The greatest of questions. I can’t think of one more urgent even now. Is Jesus really the One through which God is at work, reconciling His world? Should I be searching for someone else to fulfill the longings of the ages? Is He the only one who can rescue and resurrect? Is this Jesus worthy of my whole life?
Jesus reassures John, affirms the value of his self-surrender with the following: “Go back and report to John what you have seen and heard: The blind receive sight, the lame walk, those who have leprosy are cleansed, the deaf hear, the dead are raised, and the good news is proclaimed to the poor. Blessed is anyone who does not stumble on account of me.”

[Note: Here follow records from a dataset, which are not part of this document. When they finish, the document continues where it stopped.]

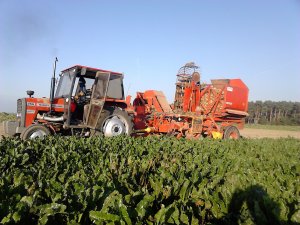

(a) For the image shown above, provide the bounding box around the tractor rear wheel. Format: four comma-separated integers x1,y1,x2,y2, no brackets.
20,124,51,140
98,108,133,137
223,126,241,140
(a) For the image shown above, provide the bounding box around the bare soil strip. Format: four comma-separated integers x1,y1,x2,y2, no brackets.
240,128,300,138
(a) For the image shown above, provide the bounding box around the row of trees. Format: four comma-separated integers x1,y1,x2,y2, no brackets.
246,101,300,125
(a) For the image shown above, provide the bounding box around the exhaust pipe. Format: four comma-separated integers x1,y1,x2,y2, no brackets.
50,57,58,114
36,114,64,122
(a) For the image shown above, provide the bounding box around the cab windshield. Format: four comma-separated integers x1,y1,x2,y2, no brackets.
55,69,76,98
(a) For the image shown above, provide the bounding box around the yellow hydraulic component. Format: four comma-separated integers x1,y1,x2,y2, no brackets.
211,131,223,139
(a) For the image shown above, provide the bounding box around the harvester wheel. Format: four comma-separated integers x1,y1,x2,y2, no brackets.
20,124,51,140
98,108,133,137
223,126,241,139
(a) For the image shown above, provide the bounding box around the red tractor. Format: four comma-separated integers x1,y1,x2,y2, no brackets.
3,61,133,139
3,62,248,139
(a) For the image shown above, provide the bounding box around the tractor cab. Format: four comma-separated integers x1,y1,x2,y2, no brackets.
54,65,127,128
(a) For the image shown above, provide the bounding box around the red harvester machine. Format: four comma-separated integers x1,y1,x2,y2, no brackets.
3,60,248,139
133,63,248,139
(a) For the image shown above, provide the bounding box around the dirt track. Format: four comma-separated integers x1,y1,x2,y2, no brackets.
240,128,300,138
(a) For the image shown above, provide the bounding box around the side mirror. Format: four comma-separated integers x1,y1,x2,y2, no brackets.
80,67,86,76
26,90,34,98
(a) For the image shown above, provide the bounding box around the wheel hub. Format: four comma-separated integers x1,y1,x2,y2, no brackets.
29,130,47,139
103,117,126,137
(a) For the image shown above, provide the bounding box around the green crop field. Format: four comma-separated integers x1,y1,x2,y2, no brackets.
0,136,300,224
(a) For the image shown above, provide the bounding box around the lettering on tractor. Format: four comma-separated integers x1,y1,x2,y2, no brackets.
2,60,249,140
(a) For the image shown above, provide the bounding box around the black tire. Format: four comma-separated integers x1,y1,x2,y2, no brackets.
223,126,241,140
20,124,51,140
97,107,133,137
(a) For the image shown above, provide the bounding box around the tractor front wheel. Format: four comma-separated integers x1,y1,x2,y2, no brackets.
100,108,133,137
223,126,241,140
20,124,51,140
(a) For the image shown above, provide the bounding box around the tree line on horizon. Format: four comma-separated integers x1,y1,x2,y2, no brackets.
246,101,300,125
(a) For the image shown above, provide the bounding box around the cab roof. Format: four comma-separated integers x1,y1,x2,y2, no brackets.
62,65,123,76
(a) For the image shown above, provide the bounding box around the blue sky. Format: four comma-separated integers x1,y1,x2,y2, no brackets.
0,0,300,112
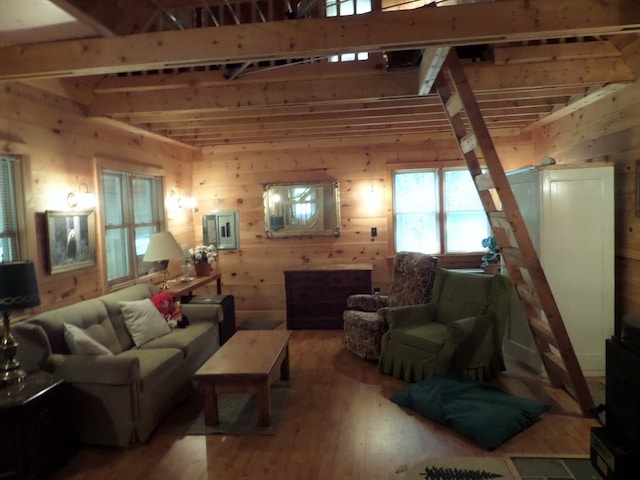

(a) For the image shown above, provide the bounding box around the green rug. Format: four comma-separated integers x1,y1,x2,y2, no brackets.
399,457,517,480
396,455,602,480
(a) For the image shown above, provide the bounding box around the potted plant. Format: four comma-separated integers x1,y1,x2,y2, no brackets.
480,237,500,274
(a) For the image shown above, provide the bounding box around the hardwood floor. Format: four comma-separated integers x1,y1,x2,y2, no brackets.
50,330,598,480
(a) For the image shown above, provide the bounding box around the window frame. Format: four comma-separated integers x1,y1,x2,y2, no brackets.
386,161,490,269
97,160,167,290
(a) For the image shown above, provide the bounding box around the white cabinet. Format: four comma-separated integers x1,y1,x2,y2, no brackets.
505,164,614,376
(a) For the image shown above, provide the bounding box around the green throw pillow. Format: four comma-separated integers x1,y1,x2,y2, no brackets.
391,375,549,450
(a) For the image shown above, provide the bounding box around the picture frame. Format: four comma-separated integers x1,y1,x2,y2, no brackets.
45,210,96,275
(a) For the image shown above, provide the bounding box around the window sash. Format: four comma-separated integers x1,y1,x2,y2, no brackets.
393,168,490,255
102,170,164,285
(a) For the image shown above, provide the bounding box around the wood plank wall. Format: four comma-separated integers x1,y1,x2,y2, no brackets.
194,134,534,321
534,39,640,331
0,83,201,313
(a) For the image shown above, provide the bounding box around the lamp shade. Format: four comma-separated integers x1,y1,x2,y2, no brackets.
0,261,40,312
142,232,183,262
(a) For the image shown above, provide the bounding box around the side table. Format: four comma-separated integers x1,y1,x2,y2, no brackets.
0,372,65,480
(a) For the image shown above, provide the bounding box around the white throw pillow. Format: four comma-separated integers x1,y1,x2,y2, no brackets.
120,298,171,347
63,322,113,355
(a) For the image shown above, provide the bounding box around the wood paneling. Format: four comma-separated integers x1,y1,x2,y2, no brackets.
534,39,640,329
0,83,199,316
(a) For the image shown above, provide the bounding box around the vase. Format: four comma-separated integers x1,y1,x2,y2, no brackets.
194,262,211,277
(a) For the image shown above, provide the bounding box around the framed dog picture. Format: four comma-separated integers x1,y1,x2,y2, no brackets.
45,210,96,274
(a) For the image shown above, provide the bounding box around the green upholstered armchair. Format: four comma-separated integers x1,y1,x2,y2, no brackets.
342,252,438,360
378,269,511,382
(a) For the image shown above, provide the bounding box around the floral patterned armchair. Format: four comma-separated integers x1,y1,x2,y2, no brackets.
342,252,438,360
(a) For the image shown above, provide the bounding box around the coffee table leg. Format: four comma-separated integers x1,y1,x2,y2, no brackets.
202,382,218,427
256,378,271,427
280,345,289,380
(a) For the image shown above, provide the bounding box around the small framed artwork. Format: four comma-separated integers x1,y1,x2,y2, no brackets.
45,210,96,274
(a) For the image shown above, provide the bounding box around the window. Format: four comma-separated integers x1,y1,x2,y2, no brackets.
326,0,371,62
0,155,22,262
102,170,164,284
393,169,490,255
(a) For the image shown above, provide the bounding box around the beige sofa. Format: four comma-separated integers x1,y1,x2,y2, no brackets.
12,285,223,447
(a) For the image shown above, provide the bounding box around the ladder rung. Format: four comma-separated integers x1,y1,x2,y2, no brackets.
515,282,542,310
476,173,494,192
542,352,573,386
447,92,463,117
529,317,558,348
460,132,478,154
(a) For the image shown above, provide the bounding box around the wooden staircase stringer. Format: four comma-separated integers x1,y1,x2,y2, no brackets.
434,49,596,416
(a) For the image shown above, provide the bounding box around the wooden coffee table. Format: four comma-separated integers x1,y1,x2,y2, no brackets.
194,330,291,426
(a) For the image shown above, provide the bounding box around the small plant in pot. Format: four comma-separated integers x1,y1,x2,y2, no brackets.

It would be easy to oversimplify this response. Sure, what better demonstration of Jesus’ supernatural endowment than to cite blind people all of sudden receiving sight, wheel chairs tossed aside, tombs opened by those inside. But there’s a bit more to it. These aren’t just nifty tricks. This is His job-description as the would-be Messiah. Poke back just three chapters earlier in Luke and you find Jesus standing up in the synagoge, announcing the birth of His public ministry with this job description:
“The Spirit of the Lord is on me, because he has anointed me to proclaim good news to the poor. He has sent me to proclaim freedom for the prisoners and recovery of sight for the blind, to set the oppressed free, to proclaim the year of the Lord’s favor.”
…which itself is a job description of the future Messiah from way back in Isaiah. In other words, Jesus’ response to John is more nuanced than just, “Look what I can do.” Its more, look, I’m doing the things you were expecting. I’m pursuing those in the woes of death and sin’s curse, announcing good news to the marginal and afflicted, and God is at work with healing power.
So back to my question, back to the urgent question of today. In one sense, the Church exists to give answer (and offer convincing rationale) to the question, is Jesus the one? Is he worthy of my life? And I’m wondering if we can answer the way Jesus did, if we can point to similar demonstration. Can we say… look at what’s happening. Those who hurt, those who are oppressed, those on the outside, are being deeply pursued with love and good news. And God is at work in the midst.
I always wondered at why John needed to ask. It’s not that he hadn’t heard of Jesus’ miraculous doings. I’m sure that one could not hear Jesus discussed without hearing about His miracles. But maybe his expectations had become less scriptural and a little more romanticized. Maybe he just needed to be reoriented to the true duties of the Messiah; what God thought best, not what he thought best.